Lipopolysaccharide is transported to the cell surface by a membrane-to-membrane protein bridge

• Published in: Science (American Association for the Advancement of Science) Vol. 359; no. 6377; pp. 798 - 801
• Main Authors: Sherman, David J., Xie, Ran, Taylor, Rebecca J., George, Alexander H., Okuda, Suguru, Foster, Peter J., Needleman, Daniel J., Kahne, Daniel
• Format: Journal Article
• Language: English
• Published: United States The American Association for the Advancement of Science 16.02.2018
• Subjects: Adenosine triphosphate; Antibiotics; ATP; Bacteria; Bacterial proteins; Biological Transport; Carrier Proteins - metabolism; Cell Membrane - chemistry; Cell Membrane - metabolism; Cell surface; Escherichia coli - metabolism; Escherichia coli Proteins - metabolism; Gram-negative bacteria; Lipopolysaccharides; Lipopolysaccharides - metabolism; Membrane proteins; Membranes; Outer membranes; Proteins; Transport processes
• ISSN: 0036-8075; 1095-9203; 1095-9203
• DOI: 10.1126/science.aar1886

The outer membrane of Gram-negative bacteria is composed of lipopolysaccharide, a large glycolipid that prevents drugs from entering the cells. Disrupting lipopolysaccharide assembly hypersensitizes bacteria to antibiotics. Sherman et al. used biochemical tools to observe lipopolysaccharide transport. Seven proteins, which are conserved in all Gram-negative bacteria, appear to form a protein bridge that uses adenosine triphosphate to power transport of lipopolysaccharide from one membrane to another. The ability to monitor intermembrane transport of lipopolysaccharide will help in efforts to develop and characterize inhibitors.

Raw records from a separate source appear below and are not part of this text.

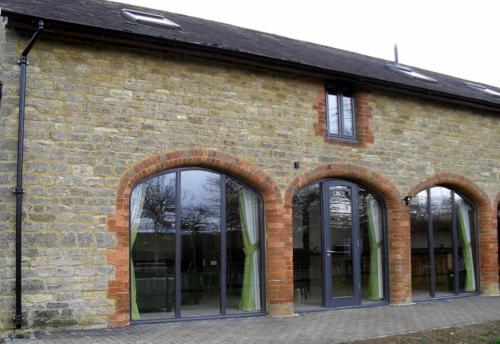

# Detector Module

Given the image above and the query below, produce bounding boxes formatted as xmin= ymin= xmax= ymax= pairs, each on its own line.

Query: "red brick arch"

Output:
xmin=107 ymin=149 xmax=286 ymax=327
xmin=409 ymin=172 xmax=498 ymax=295
xmin=285 ymin=164 xmax=411 ymax=303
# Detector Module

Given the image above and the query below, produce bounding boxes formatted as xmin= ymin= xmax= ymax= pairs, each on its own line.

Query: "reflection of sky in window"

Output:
xmin=181 ymin=171 xmax=221 ymax=231
xmin=140 ymin=173 xmax=175 ymax=233
xmin=328 ymin=94 xmax=339 ymax=135
xmin=342 ymin=97 xmax=353 ymax=136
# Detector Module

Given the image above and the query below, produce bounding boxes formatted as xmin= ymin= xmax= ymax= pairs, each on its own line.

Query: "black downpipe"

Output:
xmin=12 ymin=20 xmax=44 ymax=328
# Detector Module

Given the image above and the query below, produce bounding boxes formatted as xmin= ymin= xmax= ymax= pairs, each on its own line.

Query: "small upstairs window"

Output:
xmin=122 ymin=9 xmax=181 ymax=29
xmin=326 ymin=90 xmax=356 ymax=140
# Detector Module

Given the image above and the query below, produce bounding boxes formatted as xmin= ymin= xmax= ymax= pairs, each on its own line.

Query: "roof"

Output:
xmin=0 ymin=0 xmax=500 ymax=109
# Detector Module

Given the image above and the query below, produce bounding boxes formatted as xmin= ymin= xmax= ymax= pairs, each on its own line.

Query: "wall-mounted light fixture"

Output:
xmin=403 ymin=196 xmax=412 ymax=206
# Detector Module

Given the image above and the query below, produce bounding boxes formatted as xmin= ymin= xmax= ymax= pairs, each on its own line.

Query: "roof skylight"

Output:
xmin=465 ymin=82 xmax=500 ymax=97
xmin=387 ymin=64 xmax=437 ymax=82
xmin=122 ymin=9 xmax=181 ymax=29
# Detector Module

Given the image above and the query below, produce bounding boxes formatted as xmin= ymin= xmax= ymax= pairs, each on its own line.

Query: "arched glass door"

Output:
xmin=130 ymin=169 xmax=264 ymax=320
xmin=293 ymin=180 xmax=387 ymax=310
xmin=410 ymin=186 xmax=478 ymax=300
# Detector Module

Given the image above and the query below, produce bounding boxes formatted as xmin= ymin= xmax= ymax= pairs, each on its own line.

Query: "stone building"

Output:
xmin=0 ymin=0 xmax=500 ymax=332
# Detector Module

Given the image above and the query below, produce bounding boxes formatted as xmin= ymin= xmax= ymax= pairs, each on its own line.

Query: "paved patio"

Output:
xmin=7 ymin=296 xmax=500 ymax=344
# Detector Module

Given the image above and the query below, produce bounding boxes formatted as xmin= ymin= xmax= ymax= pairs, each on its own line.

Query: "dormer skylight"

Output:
xmin=465 ymin=82 xmax=500 ymax=97
xmin=387 ymin=64 xmax=437 ymax=82
xmin=122 ymin=8 xmax=181 ymax=29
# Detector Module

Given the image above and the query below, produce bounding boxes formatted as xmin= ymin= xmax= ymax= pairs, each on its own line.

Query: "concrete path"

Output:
xmin=7 ymin=296 xmax=500 ymax=344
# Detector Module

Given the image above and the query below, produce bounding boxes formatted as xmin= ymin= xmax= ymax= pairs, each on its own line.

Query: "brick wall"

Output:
xmin=0 ymin=31 xmax=500 ymax=330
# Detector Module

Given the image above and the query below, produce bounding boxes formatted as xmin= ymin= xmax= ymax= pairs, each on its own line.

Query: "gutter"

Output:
xmin=12 ymin=20 xmax=44 ymax=329
xmin=2 ymin=13 xmax=500 ymax=114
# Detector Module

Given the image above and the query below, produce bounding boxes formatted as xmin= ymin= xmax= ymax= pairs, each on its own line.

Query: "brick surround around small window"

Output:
xmin=313 ymin=88 xmax=374 ymax=148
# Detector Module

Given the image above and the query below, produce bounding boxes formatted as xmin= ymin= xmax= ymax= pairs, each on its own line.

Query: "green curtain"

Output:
xmin=366 ymin=196 xmax=384 ymax=301
xmin=130 ymin=184 xmax=146 ymax=320
xmin=238 ymin=188 xmax=260 ymax=312
xmin=456 ymin=199 xmax=476 ymax=292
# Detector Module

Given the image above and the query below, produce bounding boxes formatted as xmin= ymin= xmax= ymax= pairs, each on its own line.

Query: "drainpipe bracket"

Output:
xmin=17 ymin=56 xmax=29 ymax=65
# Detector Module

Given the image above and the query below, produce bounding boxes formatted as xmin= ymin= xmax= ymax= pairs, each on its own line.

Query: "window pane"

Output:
xmin=342 ymin=96 xmax=354 ymax=137
xmin=410 ymin=190 xmax=431 ymax=298
xmin=130 ymin=173 xmax=176 ymax=320
xmin=226 ymin=178 xmax=262 ymax=313
xmin=327 ymin=185 xmax=356 ymax=297
xmin=328 ymin=94 xmax=339 ymax=135
xmin=293 ymin=183 xmax=323 ymax=308
xmin=180 ymin=170 xmax=221 ymax=315
xmin=358 ymin=188 xmax=385 ymax=303
xmin=430 ymin=187 xmax=455 ymax=297
xmin=455 ymin=194 xmax=477 ymax=293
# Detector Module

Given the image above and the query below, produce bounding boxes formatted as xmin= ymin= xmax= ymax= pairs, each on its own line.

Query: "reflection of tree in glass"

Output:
xmin=226 ymin=178 xmax=245 ymax=231
xmin=142 ymin=174 xmax=175 ymax=232
xmin=181 ymin=174 xmax=220 ymax=232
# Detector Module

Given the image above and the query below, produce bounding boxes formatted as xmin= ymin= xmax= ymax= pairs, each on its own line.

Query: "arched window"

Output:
xmin=410 ymin=186 xmax=479 ymax=300
xmin=130 ymin=169 xmax=264 ymax=320
xmin=293 ymin=180 xmax=387 ymax=310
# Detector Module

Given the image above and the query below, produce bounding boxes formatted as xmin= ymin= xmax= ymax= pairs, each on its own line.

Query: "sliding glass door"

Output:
xmin=410 ymin=186 xmax=478 ymax=299
xmin=293 ymin=180 xmax=387 ymax=310
xmin=323 ymin=181 xmax=361 ymax=307
xmin=130 ymin=169 xmax=264 ymax=320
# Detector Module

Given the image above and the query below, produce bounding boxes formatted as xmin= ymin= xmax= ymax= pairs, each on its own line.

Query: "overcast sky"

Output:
xmin=111 ymin=0 xmax=500 ymax=87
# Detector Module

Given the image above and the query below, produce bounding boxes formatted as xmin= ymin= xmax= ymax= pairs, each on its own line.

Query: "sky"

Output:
xmin=111 ymin=0 xmax=500 ymax=87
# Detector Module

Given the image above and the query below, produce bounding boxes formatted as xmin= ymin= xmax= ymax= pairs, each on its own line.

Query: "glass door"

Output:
xmin=323 ymin=181 xmax=361 ymax=307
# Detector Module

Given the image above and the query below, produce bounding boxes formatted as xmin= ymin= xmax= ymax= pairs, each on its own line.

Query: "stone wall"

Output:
xmin=0 ymin=25 xmax=500 ymax=331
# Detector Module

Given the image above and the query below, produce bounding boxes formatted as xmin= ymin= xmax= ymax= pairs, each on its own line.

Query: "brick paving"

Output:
xmin=7 ymin=296 xmax=500 ymax=344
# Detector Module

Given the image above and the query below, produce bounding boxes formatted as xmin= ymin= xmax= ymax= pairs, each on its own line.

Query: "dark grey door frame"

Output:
xmin=129 ymin=167 xmax=266 ymax=323
xmin=426 ymin=188 xmax=470 ymax=298
xmin=321 ymin=180 xmax=361 ymax=307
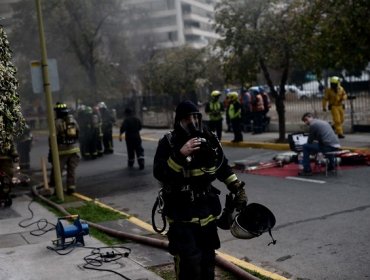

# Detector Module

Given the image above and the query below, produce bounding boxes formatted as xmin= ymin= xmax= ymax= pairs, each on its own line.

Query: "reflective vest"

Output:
xmin=208 ymin=101 xmax=222 ymax=121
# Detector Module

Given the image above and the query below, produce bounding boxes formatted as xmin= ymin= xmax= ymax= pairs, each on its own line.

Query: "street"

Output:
xmin=31 ymin=132 xmax=370 ymax=280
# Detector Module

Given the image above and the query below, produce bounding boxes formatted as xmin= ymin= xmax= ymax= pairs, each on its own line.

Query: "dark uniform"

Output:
xmin=153 ymin=101 xmax=246 ymax=280
xmin=227 ymin=91 xmax=243 ymax=142
xmin=99 ymin=102 xmax=115 ymax=154
xmin=119 ymin=109 xmax=144 ymax=169
xmin=16 ymin=124 xmax=33 ymax=169
xmin=50 ymin=103 xmax=80 ymax=193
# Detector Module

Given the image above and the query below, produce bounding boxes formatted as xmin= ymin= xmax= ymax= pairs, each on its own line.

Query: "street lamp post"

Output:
xmin=35 ymin=0 xmax=64 ymax=202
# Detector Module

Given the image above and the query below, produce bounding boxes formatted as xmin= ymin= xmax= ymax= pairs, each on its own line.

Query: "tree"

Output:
xmin=216 ymin=0 xmax=302 ymax=142
xmin=299 ymin=0 xmax=370 ymax=75
xmin=0 ymin=25 xmax=25 ymax=154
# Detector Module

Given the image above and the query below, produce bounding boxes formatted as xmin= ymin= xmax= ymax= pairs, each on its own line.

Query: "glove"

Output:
xmin=227 ymin=180 xmax=248 ymax=212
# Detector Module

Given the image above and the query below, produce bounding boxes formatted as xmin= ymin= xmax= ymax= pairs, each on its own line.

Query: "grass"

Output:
xmin=38 ymin=195 xmax=127 ymax=245
xmin=150 ymin=264 xmax=272 ymax=280
xmin=38 ymin=195 xmax=271 ymax=280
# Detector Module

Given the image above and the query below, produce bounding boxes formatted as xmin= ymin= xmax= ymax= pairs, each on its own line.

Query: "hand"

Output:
xmin=227 ymin=180 xmax=248 ymax=211
xmin=180 ymin=138 xmax=201 ymax=157
xmin=234 ymin=188 xmax=248 ymax=212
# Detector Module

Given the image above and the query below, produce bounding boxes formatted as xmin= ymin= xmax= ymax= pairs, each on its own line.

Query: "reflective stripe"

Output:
xmin=59 ymin=147 xmax=80 ymax=156
xmin=167 ymin=157 xmax=182 ymax=172
xmin=167 ymin=214 xmax=216 ymax=227
xmin=224 ymin=174 xmax=238 ymax=185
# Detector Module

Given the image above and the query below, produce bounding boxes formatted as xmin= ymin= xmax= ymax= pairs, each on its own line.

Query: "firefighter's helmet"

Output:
xmin=227 ymin=91 xmax=239 ymax=101
xmin=330 ymin=76 xmax=340 ymax=85
xmin=230 ymin=203 xmax=276 ymax=239
xmin=211 ymin=90 xmax=221 ymax=98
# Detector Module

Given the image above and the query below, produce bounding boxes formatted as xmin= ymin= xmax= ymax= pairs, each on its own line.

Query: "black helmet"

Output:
xmin=231 ymin=203 xmax=276 ymax=244
xmin=54 ymin=102 xmax=69 ymax=118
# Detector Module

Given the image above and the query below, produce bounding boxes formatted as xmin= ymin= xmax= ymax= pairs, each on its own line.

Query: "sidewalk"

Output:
xmin=0 ymin=187 xmax=163 ymax=280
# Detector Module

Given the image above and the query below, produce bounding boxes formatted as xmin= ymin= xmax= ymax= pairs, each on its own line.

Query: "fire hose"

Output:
xmin=32 ymin=184 xmax=259 ymax=280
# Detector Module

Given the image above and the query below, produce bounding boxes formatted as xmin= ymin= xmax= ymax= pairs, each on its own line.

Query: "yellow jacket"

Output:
xmin=322 ymin=86 xmax=347 ymax=109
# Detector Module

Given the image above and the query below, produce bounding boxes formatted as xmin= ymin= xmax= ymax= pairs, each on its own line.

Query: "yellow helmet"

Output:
xmin=227 ymin=91 xmax=239 ymax=101
xmin=330 ymin=76 xmax=340 ymax=85
xmin=211 ymin=90 xmax=221 ymax=97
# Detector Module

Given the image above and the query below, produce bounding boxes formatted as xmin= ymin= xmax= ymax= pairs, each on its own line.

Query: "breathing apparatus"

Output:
xmin=0 ymin=171 xmax=13 ymax=208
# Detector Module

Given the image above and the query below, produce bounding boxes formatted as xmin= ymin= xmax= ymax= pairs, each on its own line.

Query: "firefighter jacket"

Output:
xmin=322 ymin=86 xmax=347 ymax=110
xmin=153 ymin=126 xmax=237 ymax=226
xmin=227 ymin=101 xmax=242 ymax=120
xmin=205 ymin=100 xmax=224 ymax=121
xmin=120 ymin=116 xmax=142 ymax=142
xmin=55 ymin=115 xmax=80 ymax=156
xmin=252 ymin=94 xmax=265 ymax=112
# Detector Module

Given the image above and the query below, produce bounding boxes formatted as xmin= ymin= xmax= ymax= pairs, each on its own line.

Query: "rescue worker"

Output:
xmin=322 ymin=76 xmax=347 ymax=138
xmin=98 ymin=102 xmax=116 ymax=154
xmin=49 ymin=102 xmax=80 ymax=194
xmin=77 ymin=105 xmax=98 ymax=160
xmin=205 ymin=90 xmax=224 ymax=140
xmin=258 ymin=86 xmax=271 ymax=132
xmin=298 ymin=112 xmax=340 ymax=176
xmin=93 ymin=106 xmax=103 ymax=157
xmin=240 ymin=90 xmax=253 ymax=132
xmin=153 ymin=100 xmax=247 ymax=280
xmin=118 ymin=108 xmax=145 ymax=170
xmin=249 ymin=87 xmax=265 ymax=134
xmin=227 ymin=91 xmax=243 ymax=142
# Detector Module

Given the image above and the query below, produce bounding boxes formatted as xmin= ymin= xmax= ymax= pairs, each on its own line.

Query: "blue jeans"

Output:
xmin=302 ymin=143 xmax=338 ymax=172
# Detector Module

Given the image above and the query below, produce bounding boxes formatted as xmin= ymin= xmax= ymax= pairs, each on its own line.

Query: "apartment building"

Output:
xmin=125 ymin=0 xmax=219 ymax=48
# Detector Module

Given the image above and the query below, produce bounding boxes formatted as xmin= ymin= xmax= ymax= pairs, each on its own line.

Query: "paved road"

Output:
xmin=32 ymin=132 xmax=370 ymax=280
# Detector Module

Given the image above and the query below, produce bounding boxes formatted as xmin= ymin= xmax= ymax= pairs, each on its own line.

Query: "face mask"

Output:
xmin=180 ymin=114 xmax=202 ymax=137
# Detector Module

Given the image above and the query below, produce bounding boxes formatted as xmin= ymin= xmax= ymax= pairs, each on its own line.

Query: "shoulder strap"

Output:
xmin=165 ymin=131 xmax=175 ymax=149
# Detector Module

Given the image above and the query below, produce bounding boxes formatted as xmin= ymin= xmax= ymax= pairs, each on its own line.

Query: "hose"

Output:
xmin=32 ymin=184 xmax=259 ymax=280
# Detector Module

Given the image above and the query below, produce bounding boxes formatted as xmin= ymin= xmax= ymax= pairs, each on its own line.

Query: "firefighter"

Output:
xmin=98 ymin=102 xmax=116 ymax=154
xmin=249 ymin=87 xmax=265 ymax=134
xmin=205 ymin=90 xmax=224 ymax=140
xmin=227 ymin=91 xmax=243 ymax=142
xmin=118 ymin=108 xmax=145 ymax=170
xmin=322 ymin=76 xmax=347 ymax=138
xmin=49 ymin=102 xmax=80 ymax=194
xmin=153 ymin=100 xmax=247 ymax=280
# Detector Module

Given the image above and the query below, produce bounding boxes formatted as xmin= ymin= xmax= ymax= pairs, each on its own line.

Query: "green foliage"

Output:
xmin=66 ymin=202 xmax=127 ymax=223
xmin=0 ymin=25 xmax=24 ymax=154
xmin=299 ymin=0 xmax=370 ymax=73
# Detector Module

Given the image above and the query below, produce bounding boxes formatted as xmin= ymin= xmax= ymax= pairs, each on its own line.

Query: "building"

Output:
xmin=125 ymin=0 xmax=219 ymax=48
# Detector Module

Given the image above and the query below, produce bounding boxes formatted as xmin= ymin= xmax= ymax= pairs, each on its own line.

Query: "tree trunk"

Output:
xmin=275 ymin=95 xmax=286 ymax=143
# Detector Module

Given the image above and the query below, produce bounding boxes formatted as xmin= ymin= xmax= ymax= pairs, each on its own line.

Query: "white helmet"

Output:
xmin=230 ymin=203 xmax=276 ymax=244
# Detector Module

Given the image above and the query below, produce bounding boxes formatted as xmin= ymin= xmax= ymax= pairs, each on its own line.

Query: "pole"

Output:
xmin=35 ymin=0 xmax=64 ymax=202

Science , this issue p. 798 Reconstitution of lipopolysaccharide transport shows that a protein bridge mediates membrane-to-membrane transport using adenosine triphosphate. Gram-negative bacteria have an outer membrane that serves as a barrier to noxious agents in the environment. This protective function is dependent on lipopolysaccharide, a large glycolipid located in the outer leaflet of the outer membrane. Lipopolysaccharide is synthesized at the cytoplasmic membrane and must be transported to the cell surface. To understand this transport process, we reconstituted membrane-to-membrane movement of lipopolysaccharide by incorporating purified inner and outer membrane transport complexes into separate proteoliposomes. Transport involved stable association between the inner and outer membrane proteoliposomes. Our results support a model in which lipopolysaccharide molecules are pushed one after the other in a PEZ dispenser–like manner across a protein bridge that connects the inner and outer membranes.